A recent research report revealed that after adjusting for inflation (the rising cost of living in the US), the average annual income in the US is the same as it was in 1970. That’s 48 years of innovation, economic growth, rising stock markets, yet the standard of living that the average American can afford has gone nowhere. The cost of living has risen at the same pace as wages. So, how is everyone “Keeping up with the Joneses?”
Unfortunately, many people turn to debt to boost their standard of living. Debt in and of itself is not bad, if managed correctly. However, it appears that we are once again on a bit of a debt binge. Student loans, auto loans, credit card debt, even mortgages are all at record levels. Many are far beyond where they were in 2007 prior to the Financial Crisis.
Eventually, all that debt has to be paid back, and there is trillions (with a T) of it.
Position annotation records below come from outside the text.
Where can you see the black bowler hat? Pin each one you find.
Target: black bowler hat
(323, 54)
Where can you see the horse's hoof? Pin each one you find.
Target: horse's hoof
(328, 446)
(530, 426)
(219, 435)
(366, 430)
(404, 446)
As of mid-2018, consumer debt totaled more than $18 trillion dollars. That’s $18 trillion dollars that cannot be spent in the future on maintaining our standard of living. It breaks down to roughly $51,400 per man, woman, and child. However, not every man, woman, and child, has a job and can pay the debt back. If we divide the debt amongst just those that are in the labor force, we get to $111,000 per person.
Keep in mind, this is only consumer debt. It’s widely noted that the US Government is shouldering a record debt load as well. US Corporations are not different.
To be clear, this isn’t the end of the world. It is manageable, but manageable isn’t comfortable. Eventually, all that debt will have to be paid back. It won’t happen overnight, and it won’t happen even over a decade. However, as it is slowly paid back, the standard of living for many American’s will likely decline. It’s just math.
Not everyone will have to deal with this problem. The silver lining in all this is that you control your finances. You can determine how much debt you have and how much you save. The real problem comes when you can no longer work, and you haven’t properly planned.
As life expectancies increase, the number of years the average American will spend in retirement is likely going to rise. Coupled with the fact that the cost of living continues to rise, the true future cost of retirement is far more than most people think.
It’s often stated that the average American needs one million dollars to retire. Unfortunately, due to inflation, the number for many people is likely higher. If you enjoy an above average lifestyle it could be much, much, higher. What is “average” these days? According to the US Census Bureau, in 2016, the median household income in the United States was $59,039. That’s not a lot especially compared to the mountain of debt we have racked up.
While many American’s continue to chase the Joneses, many are sacrificing their future. They just don’t know it yet. It’s just math.